爆烈
ばくれつ
名詞
標準
文例 · 用例
抑も亦不時の爆烈、何を以て避けむとするか。
— 長塚節 『草津行』 青空文庫
此山今茲屡ば爆烈し、近く數日の前に於て噴出する所の泥土未だ乾かず。
— 長塚節 『草津行』 青空文庫
△内山愚堂 爆烈彈事件、虚無黨主義事件にて目下入獄せる有名なる惡僧なり、其詳傳既に記載せり。

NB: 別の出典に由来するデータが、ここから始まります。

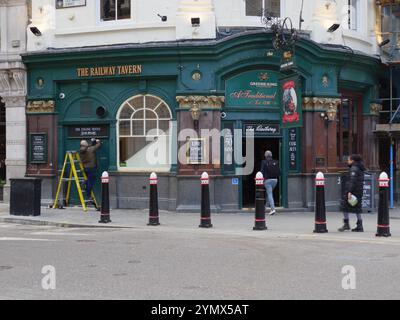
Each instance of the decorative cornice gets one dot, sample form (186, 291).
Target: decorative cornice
(187, 102)
(40, 106)
(320, 103)
(375, 108)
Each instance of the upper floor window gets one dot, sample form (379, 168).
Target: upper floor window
(353, 14)
(263, 8)
(111, 10)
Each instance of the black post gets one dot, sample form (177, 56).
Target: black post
(105, 199)
(320, 210)
(383, 229)
(260, 206)
(205, 218)
(153, 208)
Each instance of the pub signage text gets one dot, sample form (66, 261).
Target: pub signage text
(123, 70)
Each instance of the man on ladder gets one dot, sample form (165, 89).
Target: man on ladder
(88, 157)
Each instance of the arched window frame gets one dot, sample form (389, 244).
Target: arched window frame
(144, 108)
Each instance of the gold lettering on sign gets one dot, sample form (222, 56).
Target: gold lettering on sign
(109, 71)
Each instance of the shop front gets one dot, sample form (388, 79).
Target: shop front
(213, 106)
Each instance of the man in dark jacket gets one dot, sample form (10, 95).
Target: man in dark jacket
(353, 187)
(89, 161)
(271, 172)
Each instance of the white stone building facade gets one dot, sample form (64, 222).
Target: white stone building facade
(88, 23)
(13, 22)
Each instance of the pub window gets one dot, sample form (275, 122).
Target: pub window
(112, 10)
(144, 134)
(263, 8)
(349, 135)
(353, 14)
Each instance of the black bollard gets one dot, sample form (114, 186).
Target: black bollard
(383, 229)
(105, 199)
(259, 223)
(320, 210)
(153, 208)
(205, 218)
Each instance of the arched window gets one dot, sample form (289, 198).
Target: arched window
(144, 131)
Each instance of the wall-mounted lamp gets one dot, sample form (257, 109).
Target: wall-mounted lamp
(195, 22)
(195, 112)
(163, 18)
(333, 27)
(35, 31)
(383, 43)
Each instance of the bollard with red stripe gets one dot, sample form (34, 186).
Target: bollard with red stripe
(260, 206)
(205, 218)
(383, 229)
(153, 207)
(320, 210)
(105, 199)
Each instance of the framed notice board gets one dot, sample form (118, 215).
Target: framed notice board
(38, 148)
(196, 151)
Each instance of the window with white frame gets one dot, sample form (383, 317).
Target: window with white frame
(263, 8)
(144, 132)
(353, 14)
(112, 10)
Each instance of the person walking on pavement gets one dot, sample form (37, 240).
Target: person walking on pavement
(88, 156)
(271, 172)
(353, 192)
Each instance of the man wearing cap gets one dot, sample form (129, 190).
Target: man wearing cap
(89, 161)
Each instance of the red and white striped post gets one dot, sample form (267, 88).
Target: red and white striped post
(205, 218)
(153, 206)
(383, 229)
(320, 210)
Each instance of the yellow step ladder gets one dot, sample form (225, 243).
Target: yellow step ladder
(71, 158)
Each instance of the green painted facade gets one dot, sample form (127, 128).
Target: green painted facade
(167, 70)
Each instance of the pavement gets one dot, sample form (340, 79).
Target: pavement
(178, 260)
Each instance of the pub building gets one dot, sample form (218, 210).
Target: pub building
(149, 103)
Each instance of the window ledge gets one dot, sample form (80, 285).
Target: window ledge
(109, 27)
(358, 36)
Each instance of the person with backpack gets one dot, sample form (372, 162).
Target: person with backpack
(353, 192)
(271, 172)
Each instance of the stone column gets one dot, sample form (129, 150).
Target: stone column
(15, 140)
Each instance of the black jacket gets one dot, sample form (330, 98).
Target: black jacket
(354, 183)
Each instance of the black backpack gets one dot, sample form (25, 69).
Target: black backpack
(272, 168)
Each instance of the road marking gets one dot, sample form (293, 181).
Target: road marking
(61, 233)
(23, 239)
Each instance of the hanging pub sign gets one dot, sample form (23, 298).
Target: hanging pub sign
(288, 60)
(252, 89)
(291, 104)
(70, 3)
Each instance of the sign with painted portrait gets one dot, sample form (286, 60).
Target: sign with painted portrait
(291, 103)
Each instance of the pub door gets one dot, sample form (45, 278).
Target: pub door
(248, 183)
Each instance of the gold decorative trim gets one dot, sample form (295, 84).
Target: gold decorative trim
(187, 102)
(375, 108)
(40, 106)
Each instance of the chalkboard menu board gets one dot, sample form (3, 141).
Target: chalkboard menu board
(37, 148)
(96, 131)
(292, 149)
(196, 150)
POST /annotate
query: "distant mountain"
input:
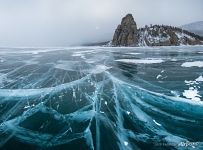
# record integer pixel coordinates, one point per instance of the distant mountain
(127, 34)
(195, 27)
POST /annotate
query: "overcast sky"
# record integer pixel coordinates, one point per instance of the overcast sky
(72, 22)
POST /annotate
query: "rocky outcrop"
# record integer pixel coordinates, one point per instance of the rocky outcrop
(126, 33)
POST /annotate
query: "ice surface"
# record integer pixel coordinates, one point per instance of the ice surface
(99, 98)
(193, 64)
(141, 61)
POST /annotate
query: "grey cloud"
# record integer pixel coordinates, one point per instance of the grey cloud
(70, 22)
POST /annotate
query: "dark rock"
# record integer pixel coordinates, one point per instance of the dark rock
(126, 33)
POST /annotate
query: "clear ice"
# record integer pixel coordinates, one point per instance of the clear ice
(88, 98)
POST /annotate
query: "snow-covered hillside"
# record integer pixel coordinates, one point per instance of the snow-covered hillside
(166, 36)
(195, 27)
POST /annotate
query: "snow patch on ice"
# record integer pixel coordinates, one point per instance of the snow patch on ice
(158, 124)
(100, 69)
(140, 61)
(199, 79)
(192, 94)
(193, 64)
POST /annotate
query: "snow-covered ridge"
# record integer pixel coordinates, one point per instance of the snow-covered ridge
(195, 27)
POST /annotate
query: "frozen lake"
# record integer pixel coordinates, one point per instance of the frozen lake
(101, 98)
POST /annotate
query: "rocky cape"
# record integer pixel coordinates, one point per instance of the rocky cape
(127, 34)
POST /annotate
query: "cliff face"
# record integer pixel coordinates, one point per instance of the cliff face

— 石川啄木 『日本無政府主義者陰謀事件經過及び附帶現象』 青空文庫
――今度の事と言ふのは、實に、近頃幸徳等一味の無政府主義者が企てた爆烈彈事件の事だつたのである。
— 林中の鳥 『所謂今度の事』 青空文庫
秋水幸徳傳次郎といふ一著述家を首領とする無政府主義者の一團が、信州の山中に於て密かに爆烈彈を製造してゐる事が發覺して、其一團及び彼等と機密を通じてゐた紀州|新宮の同主義者が其筋の手に檢擧された。
— 林中の鳥 『所謂今度の事』 青空文庫
爆烈して来る音響の中で明滅する氷河は、夜の世界を守護している重厚な神に似ていた。
— 横光利一 『旅愁』 青空文庫
そして中には、「用心せよ、爆烈弾を見舞うぞ」というような文句の書かれたものさえあった。
— 小酒井不木 『恐ろしき贈物』 青空文庫
僕は君を毒殺しても、すぐ、男子たる面目をたてるために、爆烈弾をもって死のうとしたよ。